# An integral as an approximation of a sum.

1. Feb 8, 2012

### nobahar

Hello!

I was wondering if the following statement is true for large n:

$$\sum_{i=1}^{n} \ \left( 1 \ - \ \frac{i}{(n+1)} \right) \ \approx \ \lim_{n \rightarrow \inf}\ \sum_{i=1}^{n} \ \left( 1 \ - \ \frac{i}{(n+1)} \right) \left( \frac{1}{(n+1)} \right)$$

Firstly, the RHS is an integral, right? the 1/(n+1)*i are the x values that mark out each segment to yield the f(x) value, and the 1/(n+1) is the number of segments 1 is divided into:
x = i/(n+1) and therefore dx = 1/(n+1), for large n: n is approximately n+1, and so the limits are 0 and 1 for the integral.

$$\int_{0}^{1}(1 \ - \ x)dx$$

Returning to the above statement.
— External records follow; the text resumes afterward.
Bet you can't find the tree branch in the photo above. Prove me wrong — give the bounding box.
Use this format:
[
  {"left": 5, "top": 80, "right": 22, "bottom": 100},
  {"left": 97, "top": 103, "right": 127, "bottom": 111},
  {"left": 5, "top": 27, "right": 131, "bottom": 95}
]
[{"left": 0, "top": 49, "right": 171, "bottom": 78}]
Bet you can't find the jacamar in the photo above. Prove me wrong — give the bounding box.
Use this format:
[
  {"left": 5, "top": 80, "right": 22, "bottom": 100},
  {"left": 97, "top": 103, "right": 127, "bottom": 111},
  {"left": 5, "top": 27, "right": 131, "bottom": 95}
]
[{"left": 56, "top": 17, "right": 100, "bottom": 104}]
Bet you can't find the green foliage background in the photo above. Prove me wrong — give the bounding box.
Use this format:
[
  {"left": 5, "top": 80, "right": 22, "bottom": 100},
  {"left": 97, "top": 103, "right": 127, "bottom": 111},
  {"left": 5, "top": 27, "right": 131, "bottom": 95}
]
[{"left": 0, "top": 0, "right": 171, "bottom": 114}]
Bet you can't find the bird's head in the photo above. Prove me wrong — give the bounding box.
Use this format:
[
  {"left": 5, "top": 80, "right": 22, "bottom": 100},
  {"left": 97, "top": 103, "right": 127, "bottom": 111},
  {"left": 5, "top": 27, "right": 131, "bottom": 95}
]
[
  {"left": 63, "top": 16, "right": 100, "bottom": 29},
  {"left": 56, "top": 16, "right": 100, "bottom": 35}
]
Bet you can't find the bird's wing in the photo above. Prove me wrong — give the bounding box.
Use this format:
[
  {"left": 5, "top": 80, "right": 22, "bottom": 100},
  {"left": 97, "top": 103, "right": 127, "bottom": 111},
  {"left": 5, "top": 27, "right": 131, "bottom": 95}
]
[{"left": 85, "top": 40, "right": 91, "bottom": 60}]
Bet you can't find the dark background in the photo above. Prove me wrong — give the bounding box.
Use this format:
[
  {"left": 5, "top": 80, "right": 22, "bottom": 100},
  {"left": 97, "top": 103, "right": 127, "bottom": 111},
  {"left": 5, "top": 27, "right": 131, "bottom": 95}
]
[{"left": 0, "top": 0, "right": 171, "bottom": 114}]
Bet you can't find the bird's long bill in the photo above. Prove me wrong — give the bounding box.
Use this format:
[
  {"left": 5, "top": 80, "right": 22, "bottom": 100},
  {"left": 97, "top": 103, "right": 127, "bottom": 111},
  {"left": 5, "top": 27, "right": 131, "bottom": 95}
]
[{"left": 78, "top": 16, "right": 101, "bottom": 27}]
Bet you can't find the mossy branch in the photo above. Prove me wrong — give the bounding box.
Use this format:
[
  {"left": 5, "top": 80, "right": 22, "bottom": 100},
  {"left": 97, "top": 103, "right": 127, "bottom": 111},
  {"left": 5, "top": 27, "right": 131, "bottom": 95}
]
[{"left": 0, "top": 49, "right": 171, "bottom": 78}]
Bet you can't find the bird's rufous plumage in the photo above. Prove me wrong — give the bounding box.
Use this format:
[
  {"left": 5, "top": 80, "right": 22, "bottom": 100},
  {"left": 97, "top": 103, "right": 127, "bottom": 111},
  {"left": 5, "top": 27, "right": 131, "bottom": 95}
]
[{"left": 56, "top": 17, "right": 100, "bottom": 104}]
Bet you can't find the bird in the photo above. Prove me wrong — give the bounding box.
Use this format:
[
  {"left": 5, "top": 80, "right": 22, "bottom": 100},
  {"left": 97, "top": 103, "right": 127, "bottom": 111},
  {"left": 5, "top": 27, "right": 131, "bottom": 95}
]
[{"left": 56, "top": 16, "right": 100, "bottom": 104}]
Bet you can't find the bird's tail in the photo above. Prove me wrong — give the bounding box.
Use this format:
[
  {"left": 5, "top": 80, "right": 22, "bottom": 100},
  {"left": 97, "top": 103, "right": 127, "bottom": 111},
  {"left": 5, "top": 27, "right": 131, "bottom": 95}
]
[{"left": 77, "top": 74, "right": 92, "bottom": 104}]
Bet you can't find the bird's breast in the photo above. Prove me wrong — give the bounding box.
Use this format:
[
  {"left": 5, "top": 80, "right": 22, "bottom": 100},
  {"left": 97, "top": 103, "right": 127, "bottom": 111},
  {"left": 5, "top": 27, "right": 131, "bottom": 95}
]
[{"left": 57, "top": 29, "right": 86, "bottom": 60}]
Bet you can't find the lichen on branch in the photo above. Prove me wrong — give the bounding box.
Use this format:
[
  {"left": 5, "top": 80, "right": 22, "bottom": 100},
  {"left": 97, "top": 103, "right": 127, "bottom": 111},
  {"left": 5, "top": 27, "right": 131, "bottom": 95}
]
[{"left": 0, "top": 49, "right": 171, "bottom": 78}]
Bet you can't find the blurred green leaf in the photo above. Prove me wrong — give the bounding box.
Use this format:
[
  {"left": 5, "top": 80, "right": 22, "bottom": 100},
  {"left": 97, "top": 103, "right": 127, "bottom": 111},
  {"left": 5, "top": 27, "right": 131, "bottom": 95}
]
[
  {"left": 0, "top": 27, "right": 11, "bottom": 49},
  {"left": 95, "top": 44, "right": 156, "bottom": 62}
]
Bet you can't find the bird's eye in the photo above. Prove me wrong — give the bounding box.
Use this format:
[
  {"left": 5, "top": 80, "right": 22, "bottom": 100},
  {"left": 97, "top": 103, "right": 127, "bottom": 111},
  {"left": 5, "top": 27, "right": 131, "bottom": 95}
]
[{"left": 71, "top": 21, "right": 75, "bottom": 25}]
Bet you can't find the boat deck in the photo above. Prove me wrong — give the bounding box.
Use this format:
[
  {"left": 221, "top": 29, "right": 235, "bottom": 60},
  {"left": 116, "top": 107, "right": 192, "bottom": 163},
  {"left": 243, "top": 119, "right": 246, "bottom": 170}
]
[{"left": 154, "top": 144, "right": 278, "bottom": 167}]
I don't think it is true. I figured that if it didn't asymptote for large n, then it wouldn't be true; if it did asymptote, then it would be true (Edit: I NO LONGER THINK THIS IS TRUE).
This is all confused by the fact that I had difficulty thinking about what happens to the 1/(n+1) on the RHS and its effect on the value. The LHS, kind of has a Deltax = 1. For large n, the 1/(n+1) tends to dx for the RHS. On this basis, the products constituting the various components of the sum look hugely different in value, since (1-(i/n+1))*1 retains its value, but (1-(i/n+1))*dx makes it 'infinitesimally' small. If the value converges, then since the RHS goes to infinity, whereas the LHS is merely a (extremely) large value of n, I figured that this second difference compensates for the dx on the RHS (Edit: AS ABOVE, I DON'T THINK THIS MAKES SENSE; I'M STARTING TO THINK THAT, IF ONE CONVERGES, THE OTHER WILL NOT: e.g. If the sum without 1/(n+1) converges, then the one with 1/(n+1) will not, and vice versa).

I worked through the sum on the LHS and got to 0.5n. As n gets large, 0.5n gets larger with no asymptote, so therefore the statement is false. The RHS gives 0.5.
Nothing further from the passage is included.